🤖 AI Summary
Large language models (LLMs) frequently exhibit miscalibration—overconfidence or underconfidence—in factual question answering, undermining their reliable deployment. To address this, we propose an unsupervised reinforcement learning (RL) framework for confidence calibration: we formalize calibration as a betting game and design a theoretically grounded dual-penalty reward function that jointly penalizes over- and under-confidence based on optimal calibration theory. Using the PPO algorithm, we jointly optimize answer generation and confidence score prediction. Crucially, our method is the first to explicitly embed theoretical optimality conditions for calibration into the RL reward, requiring no human-annotated confidence labels, enabling model-intrinsic calibration, and supporting zero-shot cross-task generalization. Experiments across multiple benchmarks demonstrate a 42% average reduction in Expected Calibration Error (ECE); notably, strong calibration persists even on unseen tasks, confirming the trainability of intrinsic confidence awareness in LLMs.
📝 Abstract
A safe and trustworthy use of Large Language Models (LLMs) requires an accurate expression of confidence in their answers.
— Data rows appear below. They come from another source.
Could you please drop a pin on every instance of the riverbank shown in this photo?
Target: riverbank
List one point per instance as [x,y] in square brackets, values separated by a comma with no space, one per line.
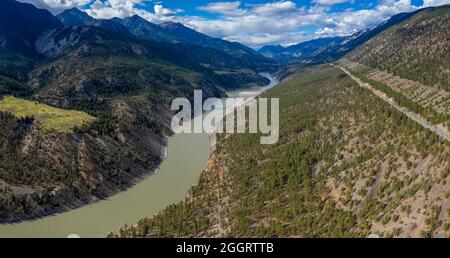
[187,156]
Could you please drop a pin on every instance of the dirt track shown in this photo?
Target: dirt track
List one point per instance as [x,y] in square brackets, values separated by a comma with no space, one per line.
[439,131]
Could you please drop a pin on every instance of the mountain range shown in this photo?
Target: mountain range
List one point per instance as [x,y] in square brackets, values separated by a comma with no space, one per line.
[332,48]
[118,77]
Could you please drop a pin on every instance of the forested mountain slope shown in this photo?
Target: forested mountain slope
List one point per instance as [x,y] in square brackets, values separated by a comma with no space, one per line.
[416,49]
[119,89]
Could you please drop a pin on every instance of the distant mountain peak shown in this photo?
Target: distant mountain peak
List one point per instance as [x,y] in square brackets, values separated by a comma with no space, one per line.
[75,17]
[172,25]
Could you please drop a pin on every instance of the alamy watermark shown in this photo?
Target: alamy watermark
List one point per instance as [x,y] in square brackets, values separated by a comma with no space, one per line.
[227,115]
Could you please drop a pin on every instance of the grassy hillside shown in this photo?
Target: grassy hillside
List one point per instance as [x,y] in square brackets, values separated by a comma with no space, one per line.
[347,164]
[416,49]
[49,117]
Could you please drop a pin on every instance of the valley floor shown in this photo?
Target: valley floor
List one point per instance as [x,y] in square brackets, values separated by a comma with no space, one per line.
[347,164]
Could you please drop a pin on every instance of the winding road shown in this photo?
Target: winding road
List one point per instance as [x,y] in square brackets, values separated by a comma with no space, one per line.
[418,119]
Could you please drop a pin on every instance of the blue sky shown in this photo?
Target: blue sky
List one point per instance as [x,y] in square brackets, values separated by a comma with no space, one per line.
[253,22]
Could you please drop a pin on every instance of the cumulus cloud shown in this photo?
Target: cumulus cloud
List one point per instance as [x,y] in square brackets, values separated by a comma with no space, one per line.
[275,22]
[427,3]
[224,8]
[331,2]
[56,6]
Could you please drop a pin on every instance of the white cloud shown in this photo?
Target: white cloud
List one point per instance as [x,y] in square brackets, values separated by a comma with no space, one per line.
[279,22]
[427,3]
[56,6]
[224,8]
[275,8]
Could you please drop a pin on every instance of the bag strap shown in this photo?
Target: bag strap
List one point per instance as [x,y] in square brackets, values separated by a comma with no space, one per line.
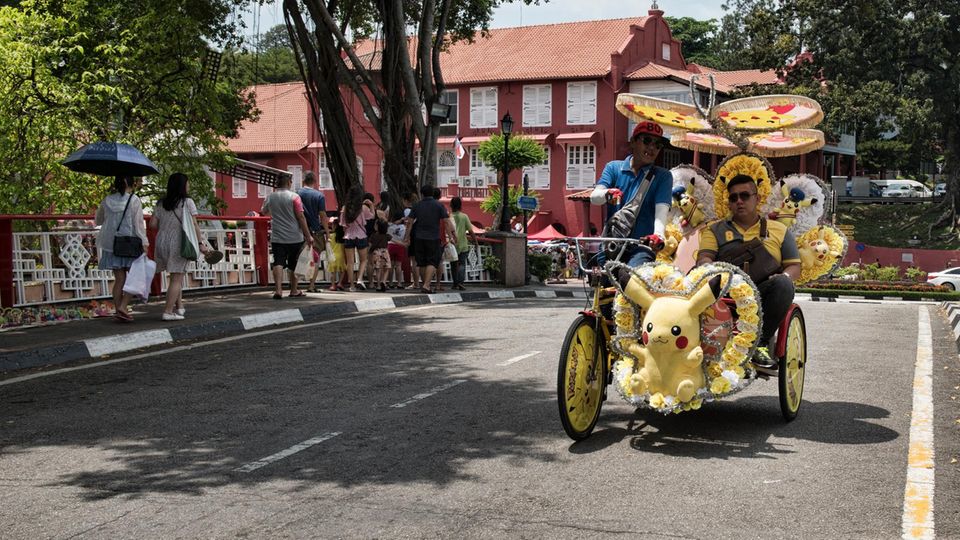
[124,212]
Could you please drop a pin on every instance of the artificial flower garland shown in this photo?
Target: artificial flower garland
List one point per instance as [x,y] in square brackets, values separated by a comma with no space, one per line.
[727,370]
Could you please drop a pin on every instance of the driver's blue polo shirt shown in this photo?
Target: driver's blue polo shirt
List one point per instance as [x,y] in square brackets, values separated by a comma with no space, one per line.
[618,174]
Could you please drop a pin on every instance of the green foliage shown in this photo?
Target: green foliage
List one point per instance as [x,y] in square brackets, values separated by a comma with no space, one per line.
[523,152]
[491,205]
[915,273]
[78,71]
[540,265]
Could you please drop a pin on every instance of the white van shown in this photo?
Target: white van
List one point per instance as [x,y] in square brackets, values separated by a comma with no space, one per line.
[903,188]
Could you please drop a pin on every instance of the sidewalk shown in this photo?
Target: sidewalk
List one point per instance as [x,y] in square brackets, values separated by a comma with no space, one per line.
[214,315]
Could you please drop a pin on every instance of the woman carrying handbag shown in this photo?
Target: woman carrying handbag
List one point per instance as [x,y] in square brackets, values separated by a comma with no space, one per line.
[171,217]
[122,239]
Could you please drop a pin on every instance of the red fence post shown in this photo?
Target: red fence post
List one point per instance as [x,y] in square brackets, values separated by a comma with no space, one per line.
[261,253]
[7,295]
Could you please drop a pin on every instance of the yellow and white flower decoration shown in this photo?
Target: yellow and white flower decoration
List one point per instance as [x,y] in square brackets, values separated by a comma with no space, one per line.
[726,368]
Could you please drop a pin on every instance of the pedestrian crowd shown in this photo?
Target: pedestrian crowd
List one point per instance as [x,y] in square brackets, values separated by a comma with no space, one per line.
[366,245]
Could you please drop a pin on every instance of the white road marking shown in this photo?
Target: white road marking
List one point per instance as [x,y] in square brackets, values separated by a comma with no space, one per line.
[918,493]
[127,342]
[445,298]
[206,344]
[516,359]
[374,304]
[271,318]
[427,394]
[260,463]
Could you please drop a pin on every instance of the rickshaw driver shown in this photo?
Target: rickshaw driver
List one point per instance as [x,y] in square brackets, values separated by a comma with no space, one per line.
[625,179]
[773,268]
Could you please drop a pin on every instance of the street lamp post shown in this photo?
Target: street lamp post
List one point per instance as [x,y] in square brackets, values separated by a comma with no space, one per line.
[506,127]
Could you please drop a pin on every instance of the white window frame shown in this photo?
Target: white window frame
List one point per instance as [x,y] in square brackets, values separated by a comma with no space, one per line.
[581,103]
[263,191]
[537,105]
[445,98]
[296,171]
[480,170]
[483,107]
[239,188]
[324,178]
[581,166]
[539,175]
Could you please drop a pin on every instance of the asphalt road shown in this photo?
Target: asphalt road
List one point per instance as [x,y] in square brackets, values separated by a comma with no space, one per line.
[441,421]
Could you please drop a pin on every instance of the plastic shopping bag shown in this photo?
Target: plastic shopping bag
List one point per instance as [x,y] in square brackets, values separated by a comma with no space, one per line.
[305,263]
[140,277]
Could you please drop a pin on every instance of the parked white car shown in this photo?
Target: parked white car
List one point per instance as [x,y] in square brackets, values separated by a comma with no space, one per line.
[949,278]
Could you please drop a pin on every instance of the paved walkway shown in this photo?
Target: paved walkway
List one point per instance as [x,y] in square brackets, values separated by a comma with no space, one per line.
[215,315]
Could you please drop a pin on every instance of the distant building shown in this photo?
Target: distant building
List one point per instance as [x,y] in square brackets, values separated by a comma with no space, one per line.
[559,82]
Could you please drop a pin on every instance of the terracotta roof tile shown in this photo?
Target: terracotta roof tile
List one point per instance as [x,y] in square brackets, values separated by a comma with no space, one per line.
[283,125]
[577,50]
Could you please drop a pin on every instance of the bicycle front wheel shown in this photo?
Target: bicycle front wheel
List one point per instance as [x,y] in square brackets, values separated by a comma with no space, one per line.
[580,378]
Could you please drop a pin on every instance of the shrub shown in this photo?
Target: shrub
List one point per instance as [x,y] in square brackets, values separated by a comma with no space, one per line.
[916,274]
[540,265]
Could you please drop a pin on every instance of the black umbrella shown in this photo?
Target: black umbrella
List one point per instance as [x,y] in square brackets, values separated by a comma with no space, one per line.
[110,159]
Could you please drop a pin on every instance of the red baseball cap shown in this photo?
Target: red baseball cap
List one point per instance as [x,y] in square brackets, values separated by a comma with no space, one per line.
[647,128]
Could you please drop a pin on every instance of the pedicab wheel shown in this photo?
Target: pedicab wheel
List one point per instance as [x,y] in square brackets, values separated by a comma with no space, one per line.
[580,378]
[792,366]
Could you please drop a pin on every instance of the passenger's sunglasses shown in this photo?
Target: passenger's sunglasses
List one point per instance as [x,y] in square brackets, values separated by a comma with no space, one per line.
[647,140]
[742,195]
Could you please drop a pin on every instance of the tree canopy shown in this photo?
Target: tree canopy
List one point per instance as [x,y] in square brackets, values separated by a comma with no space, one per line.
[140,72]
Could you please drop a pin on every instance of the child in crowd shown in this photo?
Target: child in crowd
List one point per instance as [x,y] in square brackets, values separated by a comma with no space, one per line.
[337,267]
[398,253]
[381,257]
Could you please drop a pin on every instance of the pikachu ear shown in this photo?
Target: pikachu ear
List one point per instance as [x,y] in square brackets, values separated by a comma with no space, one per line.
[635,290]
[705,297]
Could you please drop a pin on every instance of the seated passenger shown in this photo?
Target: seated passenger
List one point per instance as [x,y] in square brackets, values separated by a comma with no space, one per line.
[763,249]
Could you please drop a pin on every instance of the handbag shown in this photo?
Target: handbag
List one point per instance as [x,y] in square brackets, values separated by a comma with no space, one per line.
[188,238]
[450,252]
[127,246]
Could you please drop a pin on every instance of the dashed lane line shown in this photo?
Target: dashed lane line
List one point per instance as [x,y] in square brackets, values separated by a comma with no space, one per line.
[918,494]
[516,359]
[192,346]
[260,463]
[428,393]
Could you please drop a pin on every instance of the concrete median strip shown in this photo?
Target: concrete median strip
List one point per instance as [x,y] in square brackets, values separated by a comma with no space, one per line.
[45,354]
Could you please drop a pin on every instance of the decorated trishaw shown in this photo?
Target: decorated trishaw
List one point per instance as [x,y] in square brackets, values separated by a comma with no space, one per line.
[679,335]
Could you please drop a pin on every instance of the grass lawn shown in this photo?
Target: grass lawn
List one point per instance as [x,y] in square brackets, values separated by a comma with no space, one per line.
[892,225]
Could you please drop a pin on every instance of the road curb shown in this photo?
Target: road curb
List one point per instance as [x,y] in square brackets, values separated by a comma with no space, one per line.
[121,343]
[952,311]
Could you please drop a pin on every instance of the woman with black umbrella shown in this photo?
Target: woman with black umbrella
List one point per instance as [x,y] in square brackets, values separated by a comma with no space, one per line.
[120,215]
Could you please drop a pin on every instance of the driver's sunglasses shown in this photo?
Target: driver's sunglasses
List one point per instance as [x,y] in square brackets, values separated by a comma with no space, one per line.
[742,195]
[647,140]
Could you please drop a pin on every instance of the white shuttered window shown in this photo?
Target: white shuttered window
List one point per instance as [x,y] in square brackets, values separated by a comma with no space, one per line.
[483,107]
[582,103]
[539,175]
[581,166]
[537,105]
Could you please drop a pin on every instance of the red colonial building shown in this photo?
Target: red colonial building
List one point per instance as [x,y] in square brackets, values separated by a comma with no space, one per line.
[559,82]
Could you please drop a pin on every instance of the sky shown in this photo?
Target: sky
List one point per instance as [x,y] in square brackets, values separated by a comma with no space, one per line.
[554,11]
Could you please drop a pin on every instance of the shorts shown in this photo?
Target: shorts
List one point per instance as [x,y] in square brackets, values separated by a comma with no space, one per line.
[381,259]
[286,255]
[355,243]
[427,252]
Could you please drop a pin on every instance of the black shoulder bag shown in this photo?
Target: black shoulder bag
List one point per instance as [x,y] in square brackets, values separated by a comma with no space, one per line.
[127,246]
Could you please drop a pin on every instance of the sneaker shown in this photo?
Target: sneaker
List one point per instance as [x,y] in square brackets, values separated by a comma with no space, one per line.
[762,358]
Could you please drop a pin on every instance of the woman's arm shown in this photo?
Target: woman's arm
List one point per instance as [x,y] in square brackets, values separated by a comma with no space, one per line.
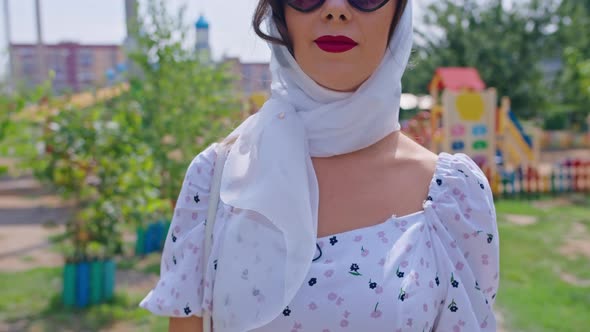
[189,324]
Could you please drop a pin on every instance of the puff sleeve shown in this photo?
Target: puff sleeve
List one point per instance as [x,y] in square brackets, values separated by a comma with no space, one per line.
[185,284]
[464,225]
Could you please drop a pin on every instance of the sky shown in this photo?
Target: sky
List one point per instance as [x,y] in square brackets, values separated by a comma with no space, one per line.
[103,22]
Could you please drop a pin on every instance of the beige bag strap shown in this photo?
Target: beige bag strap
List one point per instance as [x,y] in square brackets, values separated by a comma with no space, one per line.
[222,152]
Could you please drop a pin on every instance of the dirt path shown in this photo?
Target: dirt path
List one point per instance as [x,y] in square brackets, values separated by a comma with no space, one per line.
[29,216]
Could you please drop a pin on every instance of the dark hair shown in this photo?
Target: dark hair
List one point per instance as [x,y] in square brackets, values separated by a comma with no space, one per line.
[277,8]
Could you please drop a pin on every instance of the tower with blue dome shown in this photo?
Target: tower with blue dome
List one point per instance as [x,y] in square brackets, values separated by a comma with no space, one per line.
[202,46]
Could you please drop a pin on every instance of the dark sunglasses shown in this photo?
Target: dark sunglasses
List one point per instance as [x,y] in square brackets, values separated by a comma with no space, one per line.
[311,5]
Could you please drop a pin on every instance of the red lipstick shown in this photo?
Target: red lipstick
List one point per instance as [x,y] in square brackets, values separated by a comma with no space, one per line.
[335,44]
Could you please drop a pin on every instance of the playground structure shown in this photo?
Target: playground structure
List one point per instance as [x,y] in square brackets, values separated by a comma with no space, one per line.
[465,118]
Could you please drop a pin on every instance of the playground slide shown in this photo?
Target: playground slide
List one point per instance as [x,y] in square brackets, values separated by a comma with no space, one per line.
[516,143]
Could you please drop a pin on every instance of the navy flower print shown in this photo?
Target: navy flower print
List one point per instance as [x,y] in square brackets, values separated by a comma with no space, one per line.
[453,306]
[372,284]
[354,270]
[287,311]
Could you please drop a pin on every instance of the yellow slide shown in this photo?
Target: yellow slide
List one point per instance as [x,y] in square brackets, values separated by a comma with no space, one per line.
[512,143]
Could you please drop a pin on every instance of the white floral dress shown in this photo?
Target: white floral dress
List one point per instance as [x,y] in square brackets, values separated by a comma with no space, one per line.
[434,270]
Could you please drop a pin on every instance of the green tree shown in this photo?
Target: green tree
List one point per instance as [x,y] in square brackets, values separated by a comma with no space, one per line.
[504,45]
[570,96]
[185,104]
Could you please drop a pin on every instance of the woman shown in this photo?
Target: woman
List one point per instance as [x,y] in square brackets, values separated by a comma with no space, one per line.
[330,219]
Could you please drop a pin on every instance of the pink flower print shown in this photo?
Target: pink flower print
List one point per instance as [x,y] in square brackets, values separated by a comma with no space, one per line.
[459,266]
[376,314]
[261,298]
[364,252]
[415,276]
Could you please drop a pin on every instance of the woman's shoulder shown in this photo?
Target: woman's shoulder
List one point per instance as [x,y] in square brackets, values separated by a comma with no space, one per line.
[461,191]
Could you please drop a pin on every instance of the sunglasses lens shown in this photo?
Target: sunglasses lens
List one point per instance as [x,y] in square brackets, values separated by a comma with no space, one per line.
[305,5]
[363,5]
[368,5]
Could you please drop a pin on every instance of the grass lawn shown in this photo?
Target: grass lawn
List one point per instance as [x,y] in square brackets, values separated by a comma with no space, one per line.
[534,294]
[31,301]
[545,279]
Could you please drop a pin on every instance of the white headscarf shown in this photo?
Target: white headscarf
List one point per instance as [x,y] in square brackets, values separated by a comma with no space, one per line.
[269,245]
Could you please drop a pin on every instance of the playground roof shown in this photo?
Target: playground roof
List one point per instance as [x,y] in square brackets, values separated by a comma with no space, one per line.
[457,78]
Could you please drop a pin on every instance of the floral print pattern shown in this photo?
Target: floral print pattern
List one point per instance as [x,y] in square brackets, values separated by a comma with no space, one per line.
[436,270]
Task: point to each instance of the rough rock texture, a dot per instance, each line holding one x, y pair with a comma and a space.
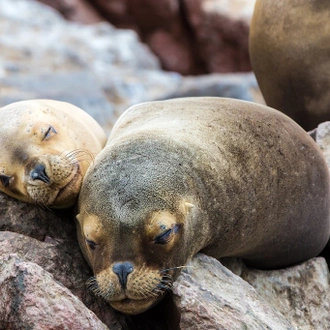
76, 10
188, 36
99, 68
300, 293
210, 296
322, 137
31, 299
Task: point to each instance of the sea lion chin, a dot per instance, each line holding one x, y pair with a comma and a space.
47, 147
223, 177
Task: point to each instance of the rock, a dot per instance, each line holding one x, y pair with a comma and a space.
238, 85
300, 293
31, 299
76, 10
221, 31
99, 68
190, 37
209, 296
322, 137
78, 87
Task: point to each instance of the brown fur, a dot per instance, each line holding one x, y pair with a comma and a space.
289, 51
57, 135
225, 177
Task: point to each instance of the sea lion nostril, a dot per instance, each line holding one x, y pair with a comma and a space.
39, 173
122, 269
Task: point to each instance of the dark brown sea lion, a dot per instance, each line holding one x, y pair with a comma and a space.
221, 176
290, 55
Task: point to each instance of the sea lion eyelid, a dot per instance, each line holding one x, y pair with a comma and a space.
5, 180
49, 132
166, 236
91, 244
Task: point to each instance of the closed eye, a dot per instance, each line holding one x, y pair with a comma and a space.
163, 238
5, 180
91, 244
50, 131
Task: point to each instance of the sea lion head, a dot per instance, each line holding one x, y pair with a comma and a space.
132, 230
47, 147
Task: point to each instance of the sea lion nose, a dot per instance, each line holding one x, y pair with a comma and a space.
122, 269
39, 173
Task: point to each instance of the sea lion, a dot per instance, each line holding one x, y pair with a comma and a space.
225, 177
47, 147
289, 51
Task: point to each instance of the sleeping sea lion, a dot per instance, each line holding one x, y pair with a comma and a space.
47, 147
224, 177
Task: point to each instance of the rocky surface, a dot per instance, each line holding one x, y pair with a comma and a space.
104, 70
209, 296
188, 36
99, 68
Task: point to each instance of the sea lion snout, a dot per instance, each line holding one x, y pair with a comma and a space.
39, 173
122, 269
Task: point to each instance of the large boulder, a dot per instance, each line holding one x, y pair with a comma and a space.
209, 296
189, 37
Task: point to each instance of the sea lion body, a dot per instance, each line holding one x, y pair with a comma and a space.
47, 147
224, 177
290, 56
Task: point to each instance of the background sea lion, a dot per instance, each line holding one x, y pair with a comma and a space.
46, 147
225, 177
290, 55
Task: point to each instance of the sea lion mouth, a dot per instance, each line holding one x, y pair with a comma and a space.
132, 306
71, 187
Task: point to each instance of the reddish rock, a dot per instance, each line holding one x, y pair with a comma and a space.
32, 299
220, 35
209, 296
188, 36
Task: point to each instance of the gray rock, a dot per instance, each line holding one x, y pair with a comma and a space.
99, 68
300, 293
210, 296
322, 137
78, 87
32, 299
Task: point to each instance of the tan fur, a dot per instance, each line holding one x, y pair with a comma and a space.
225, 177
73, 139
289, 51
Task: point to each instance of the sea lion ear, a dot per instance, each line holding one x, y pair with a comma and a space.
186, 207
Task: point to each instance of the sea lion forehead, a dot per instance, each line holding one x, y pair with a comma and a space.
25, 114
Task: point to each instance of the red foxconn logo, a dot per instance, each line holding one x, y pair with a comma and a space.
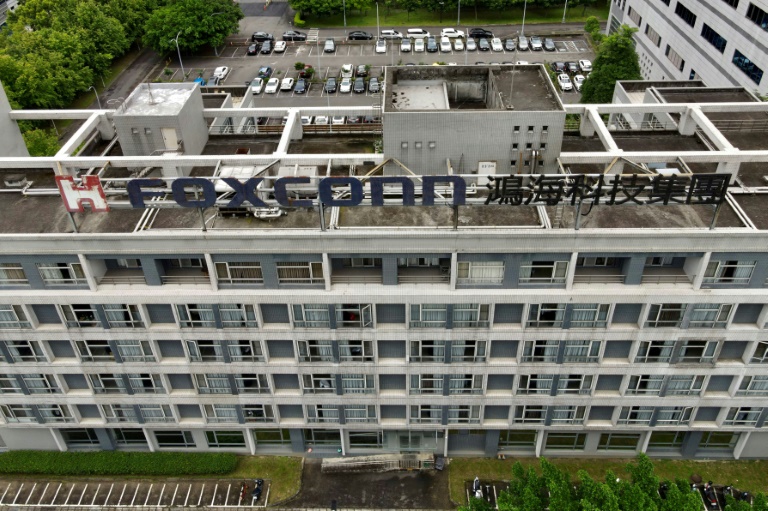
90, 192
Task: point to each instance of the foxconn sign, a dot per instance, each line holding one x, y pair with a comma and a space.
451, 190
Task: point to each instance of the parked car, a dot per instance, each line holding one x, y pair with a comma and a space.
286, 84
451, 32
359, 35
294, 35
272, 85
478, 33
260, 37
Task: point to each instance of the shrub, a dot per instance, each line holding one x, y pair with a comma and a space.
116, 463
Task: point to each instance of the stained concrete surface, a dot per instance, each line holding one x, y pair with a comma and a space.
427, 489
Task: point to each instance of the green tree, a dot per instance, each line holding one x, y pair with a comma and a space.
616, 60
199, 23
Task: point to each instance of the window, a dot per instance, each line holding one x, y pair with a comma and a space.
258, 413
195, 315
753, 386
713, 38
318, 383
95, 351
566, 441
653, 35
655, 351
245, 351
698, 351
322, 413
12, 274
645, 385
543, 272
470, 315
62, 274
311, 316
426, 414
665, 315
427, 384
220, 413
315, 351
675, 58
465, 384
743, 416
582, 351
639, 415
205, 351
729, 272
13, 316
618, 442
357, 383
135, 351
590, 315
491, 272
758, 16
355, 351
429, 315
574, 384
239, 273
80, 316
225, 439
468, 351
685, 14
535, 384
546, 315
710, 315
300, 273
174, 439
123, 316
685, 385
213, 383
360, 413
25, 351
427, 351
747, 67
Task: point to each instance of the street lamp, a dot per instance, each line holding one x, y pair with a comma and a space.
97, 95
178, 51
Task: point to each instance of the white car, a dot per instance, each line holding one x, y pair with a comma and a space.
272, 85
221, 72
257, 85
451, 32
578, 81
286, 84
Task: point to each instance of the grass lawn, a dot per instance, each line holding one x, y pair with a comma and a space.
746, 475
283, 471
483, 17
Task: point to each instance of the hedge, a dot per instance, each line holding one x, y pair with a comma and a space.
116, 463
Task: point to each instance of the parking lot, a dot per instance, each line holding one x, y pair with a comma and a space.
108, 493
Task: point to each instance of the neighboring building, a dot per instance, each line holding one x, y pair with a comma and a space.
723, 43
558, 328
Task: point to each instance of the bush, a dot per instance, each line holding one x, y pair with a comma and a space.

We introduce a novel Reinforcement Learning (RL) approach for LLM calibration that fine-tunes LLMs to elicit calibrated confidence estimations in their answers to factual questions. We model the problem as a betting game where the model predicts a confidence score together with every answer, and design a reward function that penalizes both over and under-confidence. We prove that under our reward design an optimal policy would result in a perfectly calibrated confidence estimation. Our experiments demonstrate significantly improved confidence calibration and generalization to new tasks without re-training, indicating that our approach teaches a general confidence awareness. This approach enables the training of inherently calibrated LLMs.